アリータを見ました。すごく面白かった。なんで日本人はこう云う娯楽に満ちたものを作れないのかなあ、と思いつつ、おや、原作は日本じゃないですか、と笑ってしまうが、海外の評価を見て笑ってしまった。
北米最大の映画レビューサイト、ロッテントマトでの評価
評論家スコア 60
一般観客スコア 93
全く…評論家というのは…。
いや、気持ちはわかる。
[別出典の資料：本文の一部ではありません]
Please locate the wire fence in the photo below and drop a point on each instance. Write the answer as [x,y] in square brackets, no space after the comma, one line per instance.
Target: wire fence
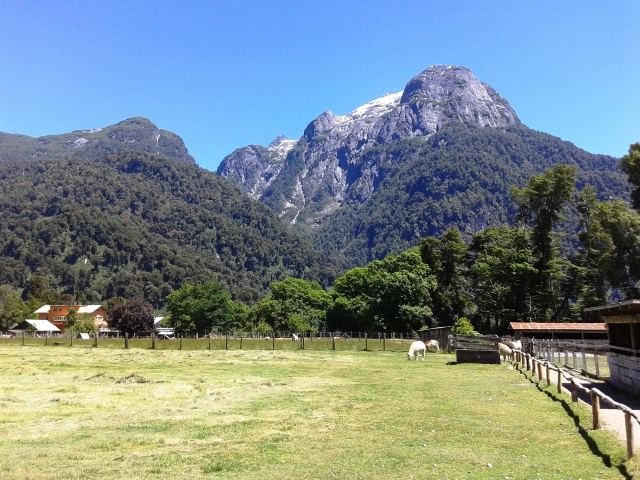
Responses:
[345,341]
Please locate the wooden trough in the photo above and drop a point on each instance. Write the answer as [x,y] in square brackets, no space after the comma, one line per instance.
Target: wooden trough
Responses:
[477,349]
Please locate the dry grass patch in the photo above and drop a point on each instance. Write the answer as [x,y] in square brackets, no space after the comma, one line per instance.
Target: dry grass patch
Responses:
[109,413]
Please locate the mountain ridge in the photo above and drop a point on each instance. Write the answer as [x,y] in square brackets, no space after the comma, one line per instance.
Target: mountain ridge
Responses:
[323,183]
[133,134]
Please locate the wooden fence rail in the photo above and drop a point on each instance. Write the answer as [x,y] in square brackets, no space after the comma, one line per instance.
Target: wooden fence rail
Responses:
[530,362]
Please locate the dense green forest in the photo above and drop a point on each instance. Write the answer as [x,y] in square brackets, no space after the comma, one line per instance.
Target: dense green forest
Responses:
[136,225]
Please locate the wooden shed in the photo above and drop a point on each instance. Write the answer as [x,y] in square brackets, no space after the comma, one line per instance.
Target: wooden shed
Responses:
[622,321]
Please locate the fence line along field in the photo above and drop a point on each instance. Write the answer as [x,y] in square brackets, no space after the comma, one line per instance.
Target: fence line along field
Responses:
[73,413]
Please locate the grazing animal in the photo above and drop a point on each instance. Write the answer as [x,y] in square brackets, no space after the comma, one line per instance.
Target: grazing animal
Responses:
[431,344]
[505,351]
[417,348]
[513,344]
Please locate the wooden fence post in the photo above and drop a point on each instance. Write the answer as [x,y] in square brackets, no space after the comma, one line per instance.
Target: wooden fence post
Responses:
[548,376]
[629,428]
[595,409]
[539,371]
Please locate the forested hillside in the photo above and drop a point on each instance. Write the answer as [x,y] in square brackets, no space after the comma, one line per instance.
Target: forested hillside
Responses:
[138,226]
[134,134]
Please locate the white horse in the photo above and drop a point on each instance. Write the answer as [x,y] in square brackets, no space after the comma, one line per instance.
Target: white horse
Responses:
[416,349]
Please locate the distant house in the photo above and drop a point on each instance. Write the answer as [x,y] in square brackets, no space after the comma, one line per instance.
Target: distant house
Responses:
[56,313]
[40,326]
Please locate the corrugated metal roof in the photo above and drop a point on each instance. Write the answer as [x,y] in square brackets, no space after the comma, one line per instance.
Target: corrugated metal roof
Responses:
[621,308]
[88,308]
[559,327]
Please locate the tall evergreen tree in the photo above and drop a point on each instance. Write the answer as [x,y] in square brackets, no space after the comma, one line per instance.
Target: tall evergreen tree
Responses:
[446,259]
[541,203]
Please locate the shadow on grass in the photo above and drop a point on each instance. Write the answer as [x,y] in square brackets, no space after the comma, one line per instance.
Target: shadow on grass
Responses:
[591,443]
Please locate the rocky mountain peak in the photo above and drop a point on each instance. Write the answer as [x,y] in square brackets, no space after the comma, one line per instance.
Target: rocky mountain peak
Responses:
[457,91]
[329,163]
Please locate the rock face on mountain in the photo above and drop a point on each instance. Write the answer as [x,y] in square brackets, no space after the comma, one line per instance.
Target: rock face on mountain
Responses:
[134,134]
[306,181]
[444,151]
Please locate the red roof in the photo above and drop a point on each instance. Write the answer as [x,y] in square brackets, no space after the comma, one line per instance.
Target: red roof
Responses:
[559,327]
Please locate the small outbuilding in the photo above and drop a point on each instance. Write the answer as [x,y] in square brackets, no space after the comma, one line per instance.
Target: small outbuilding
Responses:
[559,331]
[623,328]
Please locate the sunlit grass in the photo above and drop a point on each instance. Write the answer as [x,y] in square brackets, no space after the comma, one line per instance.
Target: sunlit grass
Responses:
[253,413]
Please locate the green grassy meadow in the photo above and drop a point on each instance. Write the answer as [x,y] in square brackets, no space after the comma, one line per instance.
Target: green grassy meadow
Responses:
[82,412]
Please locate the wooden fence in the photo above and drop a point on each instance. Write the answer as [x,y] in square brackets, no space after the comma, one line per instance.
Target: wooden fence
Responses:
[542,369]
[253,341]
[589,357]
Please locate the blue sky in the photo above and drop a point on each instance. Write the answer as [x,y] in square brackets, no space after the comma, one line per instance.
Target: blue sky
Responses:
[225,74]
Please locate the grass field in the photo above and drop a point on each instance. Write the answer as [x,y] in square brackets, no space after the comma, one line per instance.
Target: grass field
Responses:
[71,413]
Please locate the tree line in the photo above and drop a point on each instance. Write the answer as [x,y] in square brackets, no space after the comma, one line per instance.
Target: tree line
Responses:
[518,272]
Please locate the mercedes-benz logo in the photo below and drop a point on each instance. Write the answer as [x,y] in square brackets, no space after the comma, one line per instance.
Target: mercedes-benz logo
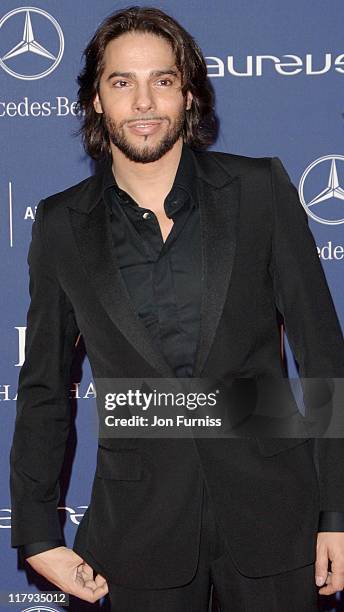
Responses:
[29,43]
[315,206]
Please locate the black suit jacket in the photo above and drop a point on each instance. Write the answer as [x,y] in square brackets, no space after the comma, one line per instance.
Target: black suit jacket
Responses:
[142,526]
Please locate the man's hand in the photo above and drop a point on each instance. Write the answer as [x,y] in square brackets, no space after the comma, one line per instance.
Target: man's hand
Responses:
[70,573]
[330,547]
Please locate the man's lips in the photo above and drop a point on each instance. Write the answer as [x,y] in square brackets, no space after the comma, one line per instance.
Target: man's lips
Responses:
[144,127]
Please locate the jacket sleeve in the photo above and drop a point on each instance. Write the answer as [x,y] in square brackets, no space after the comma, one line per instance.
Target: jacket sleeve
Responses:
[37,547]
[312,326]
[43,411]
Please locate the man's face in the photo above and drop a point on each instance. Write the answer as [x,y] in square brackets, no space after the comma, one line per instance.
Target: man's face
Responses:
[140,96]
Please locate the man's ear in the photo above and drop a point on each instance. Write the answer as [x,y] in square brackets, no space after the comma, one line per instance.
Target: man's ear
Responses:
[97,104]
[189,98]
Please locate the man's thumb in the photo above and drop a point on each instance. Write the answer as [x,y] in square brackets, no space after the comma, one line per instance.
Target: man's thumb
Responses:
[321,571]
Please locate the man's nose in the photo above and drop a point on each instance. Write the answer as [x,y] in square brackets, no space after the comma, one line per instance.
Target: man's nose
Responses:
[143,100]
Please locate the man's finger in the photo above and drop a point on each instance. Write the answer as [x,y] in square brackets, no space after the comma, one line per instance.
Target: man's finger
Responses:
[100,580]
[321,567]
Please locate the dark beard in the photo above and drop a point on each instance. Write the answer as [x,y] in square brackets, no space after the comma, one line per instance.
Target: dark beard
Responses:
[145,154]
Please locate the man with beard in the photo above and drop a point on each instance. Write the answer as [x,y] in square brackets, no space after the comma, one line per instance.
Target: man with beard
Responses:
[148,261]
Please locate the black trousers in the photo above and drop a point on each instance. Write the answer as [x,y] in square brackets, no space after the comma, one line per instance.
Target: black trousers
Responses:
[218,587]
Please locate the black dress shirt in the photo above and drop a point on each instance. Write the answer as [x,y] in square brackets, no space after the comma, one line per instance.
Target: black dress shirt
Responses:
[163,280]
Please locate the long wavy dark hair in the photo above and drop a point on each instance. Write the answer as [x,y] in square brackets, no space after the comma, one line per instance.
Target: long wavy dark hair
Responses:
[200,124]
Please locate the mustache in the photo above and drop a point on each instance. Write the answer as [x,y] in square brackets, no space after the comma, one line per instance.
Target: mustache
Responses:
[143,119]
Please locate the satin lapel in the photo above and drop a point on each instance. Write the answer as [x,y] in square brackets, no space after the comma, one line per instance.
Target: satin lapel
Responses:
[219,208]
[92,233]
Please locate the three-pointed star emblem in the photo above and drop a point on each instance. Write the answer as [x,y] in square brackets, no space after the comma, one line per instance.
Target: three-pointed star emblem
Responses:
[28,43]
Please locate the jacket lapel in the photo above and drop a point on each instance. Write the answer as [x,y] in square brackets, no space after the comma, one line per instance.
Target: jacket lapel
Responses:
[219,217]
[218,195]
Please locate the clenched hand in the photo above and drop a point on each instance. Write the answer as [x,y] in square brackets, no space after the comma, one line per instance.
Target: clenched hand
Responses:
[70,573]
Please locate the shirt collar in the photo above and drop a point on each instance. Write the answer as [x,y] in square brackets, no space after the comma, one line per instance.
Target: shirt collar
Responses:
[183,188]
アクション中心の映画と、心に訴えかける哀しみの大きい映画なら後者を「素晴らしい映画」と位置付けたい。
潜在的に抱えている心の、誰もが気づいているが気にかけないようにしている繊細な部分を詳らかにし、それを嘆いたり笑い飛ばしてみたりして心に寄り添う…そんな映画を「素晴らしい」としたい気持ちはよく分かる。
先日、「テレビドラマや映画にタバコのシーンを入れるのはやめろ!と言うのは現実と作り物の区別がつかない思想だ」と言うツイートがバンバン飛んでいた。
飛んでいたっつっても2〜3件だけど。
過去に作ってしまった映画で、タバコのシーンをわざわざ消す必要はないと、僕も思う。まあ、本気で頑張れば消すこともできるだろうとも思う。
ただ、「タバコのシーンをこれから撮る作品に入れたい」となるとちょっとうーんと思ってしまう。
作り手の「タバコは雰囲気があってイイでしょ」と視聴者の「タバコ見たくないなあ」と言う感覚の違いは、僕なんかは見たくないなあ、と見なくなってしまう気がするんだ。
アリータは、エンタメに舵を振り切った映画で、少なくとも学生さんたちに「これ、素晴らしいですよ!」とは薦められない(すげ〜面白いよ、と言う薦め方はできる)。
でも、観客を喜ばせるならこっち、とか、技術的なことで見るべきはこっち!とか思う訳です。
アクションばかりじゃないか! CGじゃないか!
なんですけど、アクションはその一流の方々が、CGにしてもその表情を作った役者が裏には居て、同じ技術でエンタメ映画を作り上げているのだと思います。
エンタメという形にするか、芸術という形にするか。どちらが有用でどちらが人々を喜ばすことができるか。
どちらのチケットを多く買い、どちらのグッズを買い求め世の中を回してゆくのか。
最終的に、どちらが人に喜ばれたのか。その辺、もうちょっと日本の作り手さんたちにも考えてほしいな。